On May 2, 1988, Johnson broke up the perfect game bid of Ron Robinson of the Cincinnati Reds; Johnson got a single with two outs and two strikes in the ninth inning.

Johnson led the major leagues in pinch-hits during the period 1986–1990. In February 1990, Johnson won his arbitration case against the Expos and was the only winner of players who filed arbitration cases that year.

On August 11, 1990, Johnson was released by the Montreal Expos again and signed with the Oakland Athletics, but did not appear in any games for the A's.
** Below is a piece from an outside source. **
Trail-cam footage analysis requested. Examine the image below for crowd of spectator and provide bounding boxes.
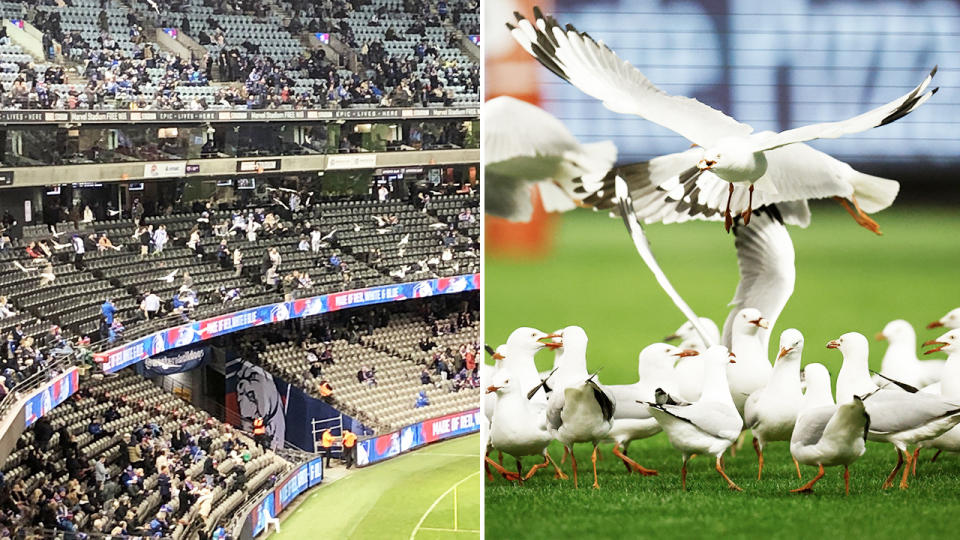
[0,0,480,110]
He played his final major league game on August 3, 1990. Johnson was a teammates with Hall of Famers Gary Carter, Andre Dawson, Tim Raines, Randy Johnson and Larry Walker during his Expos tenure.

===Coaching career===
Johnson spent one season as the hitting instructor for the 1994 Gulf Coast League Expos, three years (-) coaching in the Atlanta Braves minor league system and five years as the third base coach with the Chicago White Sox. He was part of the 2000 AL Central Division championship team that led the league in runs scored and offense. The team lost in the playoffs to the Seattle Mariners. Former major leaguer and TV analyst Hawk Harrelson gave Johnson the nickname "Wavin' Wally". His coaching career included instructing two Hall of Famers, Frank "Big Hurt" Thomas and Vladimir Guerrero.